Attenzione; non sto parlando di vino in senso enologico, sto facendo delle associazioni con dei vissuti che non ho spazio, in questo contesto, di ampliare e approfondire; ma quello che vorrei sottolineare è il nuovo concetto di campagna, di vita in campagna, di lavoro sulla terra – ora non più obbligatoriamente la vigna – che si sta facendo strada nelle fasce e nei cluster più ‘meditativi’ e critici della nostra società (ma che non è ancora così acquisito dal mondo del vino).

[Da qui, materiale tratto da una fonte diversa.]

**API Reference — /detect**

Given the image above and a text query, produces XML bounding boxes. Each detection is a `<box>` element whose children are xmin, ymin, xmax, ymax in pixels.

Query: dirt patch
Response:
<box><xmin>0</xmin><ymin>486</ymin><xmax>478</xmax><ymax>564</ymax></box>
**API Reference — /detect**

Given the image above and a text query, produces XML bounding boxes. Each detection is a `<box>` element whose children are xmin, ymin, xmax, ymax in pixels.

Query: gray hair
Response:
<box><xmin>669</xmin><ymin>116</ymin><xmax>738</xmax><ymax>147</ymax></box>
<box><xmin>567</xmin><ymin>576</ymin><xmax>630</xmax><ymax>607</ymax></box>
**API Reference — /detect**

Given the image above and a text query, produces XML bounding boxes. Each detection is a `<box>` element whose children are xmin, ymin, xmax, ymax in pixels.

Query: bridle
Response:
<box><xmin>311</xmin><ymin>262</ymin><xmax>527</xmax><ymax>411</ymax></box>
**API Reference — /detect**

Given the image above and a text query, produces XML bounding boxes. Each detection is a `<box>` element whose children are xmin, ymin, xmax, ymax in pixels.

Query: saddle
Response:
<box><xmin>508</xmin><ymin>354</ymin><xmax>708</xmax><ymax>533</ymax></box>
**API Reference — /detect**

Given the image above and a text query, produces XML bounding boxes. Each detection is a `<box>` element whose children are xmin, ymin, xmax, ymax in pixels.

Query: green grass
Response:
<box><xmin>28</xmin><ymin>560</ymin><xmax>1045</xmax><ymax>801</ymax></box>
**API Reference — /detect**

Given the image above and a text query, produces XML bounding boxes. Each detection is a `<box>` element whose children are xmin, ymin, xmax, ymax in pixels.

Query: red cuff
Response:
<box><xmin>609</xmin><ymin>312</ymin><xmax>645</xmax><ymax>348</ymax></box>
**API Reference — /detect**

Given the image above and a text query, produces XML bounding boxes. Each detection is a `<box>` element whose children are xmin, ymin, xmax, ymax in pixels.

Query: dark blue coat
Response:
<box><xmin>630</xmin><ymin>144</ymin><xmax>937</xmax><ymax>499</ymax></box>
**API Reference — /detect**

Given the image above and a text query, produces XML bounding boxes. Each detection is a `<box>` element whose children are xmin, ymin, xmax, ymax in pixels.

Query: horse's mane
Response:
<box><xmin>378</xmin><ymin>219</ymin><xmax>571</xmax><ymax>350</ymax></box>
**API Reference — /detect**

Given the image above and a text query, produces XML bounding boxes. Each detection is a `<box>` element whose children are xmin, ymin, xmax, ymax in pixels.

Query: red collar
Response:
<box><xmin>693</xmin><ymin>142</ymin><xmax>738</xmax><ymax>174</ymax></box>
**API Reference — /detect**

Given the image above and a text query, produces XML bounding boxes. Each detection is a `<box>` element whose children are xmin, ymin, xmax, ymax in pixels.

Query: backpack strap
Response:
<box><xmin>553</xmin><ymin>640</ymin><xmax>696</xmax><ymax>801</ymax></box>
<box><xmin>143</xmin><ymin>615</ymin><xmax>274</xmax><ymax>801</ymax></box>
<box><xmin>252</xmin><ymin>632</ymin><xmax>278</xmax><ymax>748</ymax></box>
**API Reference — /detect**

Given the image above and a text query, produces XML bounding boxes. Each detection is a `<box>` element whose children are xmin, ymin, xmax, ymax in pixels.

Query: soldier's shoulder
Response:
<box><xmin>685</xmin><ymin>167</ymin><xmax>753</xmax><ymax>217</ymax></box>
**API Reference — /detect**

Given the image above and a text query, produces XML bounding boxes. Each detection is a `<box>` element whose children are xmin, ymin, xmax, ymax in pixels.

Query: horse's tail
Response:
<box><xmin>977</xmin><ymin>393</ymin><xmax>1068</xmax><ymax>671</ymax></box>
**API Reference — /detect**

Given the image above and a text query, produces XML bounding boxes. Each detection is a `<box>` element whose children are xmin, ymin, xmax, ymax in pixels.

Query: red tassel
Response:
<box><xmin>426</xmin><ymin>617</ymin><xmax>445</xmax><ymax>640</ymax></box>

Me ne sono trovata una fotografia puntuale proprio oggi sul Corsera, con il pretesto di una recensione al film (che non ho ancora visto) di Alice Rohrwacher, con il racconto di alcune esperienze di vita quotidiana e lavoro in campagna con “la fatica della terra che convive con la chiavetta Usb per collegarsi al web”. E non è più la testimonianza un po’ modaiola di un nuovo “stile di vita”, bensì il reportage di scelte più sentite nel profondo, meno estetizzanti e più faticose nella pratica, per andare verso qualcosa che si sente come più vero, qualcosa che lascia più spazio ai lati affettivi che le generazioni appena precedenti hanno scansato, in favore di un benessere che ha un po’ irrigidito la loro anima  …

Anche se dietro l’angolo c’è come sempre l’affarismo aggressivo e senza regole – si parla ancora poco di land grabbing, ma è un fenomeno che ha già sconvolto popolazioni dell’Africa – oggi molti giovani e anche molte persone di mezza età che non hanno liquidato il pezzetto di terra dei nonni, lo stanno ritrovando e rivalutando come un luogo di vita e una nuova dimensione da cui provare a vivere con meno. Non so se sia una “decrescita”, o se invece non si tratti di un vero e proprio sguardo nuovo, ma è il vino l’artefice di questa apertura, il nuovo e diverso mercato del vino che con il vecchio (ma recente) modo di viverlo ha ben poco da spartire. “Si beve con la mente” ha constatato e scritto Angelo Gaja. Di certo si beve molto meno ed è un’opportunità per guardare al vino in modo nuovo, e per guardare alla campagna come un luogo per pensare (e immaginare che cosa significherà – per le nostre vite – questo nuovo sguardo sulla terra).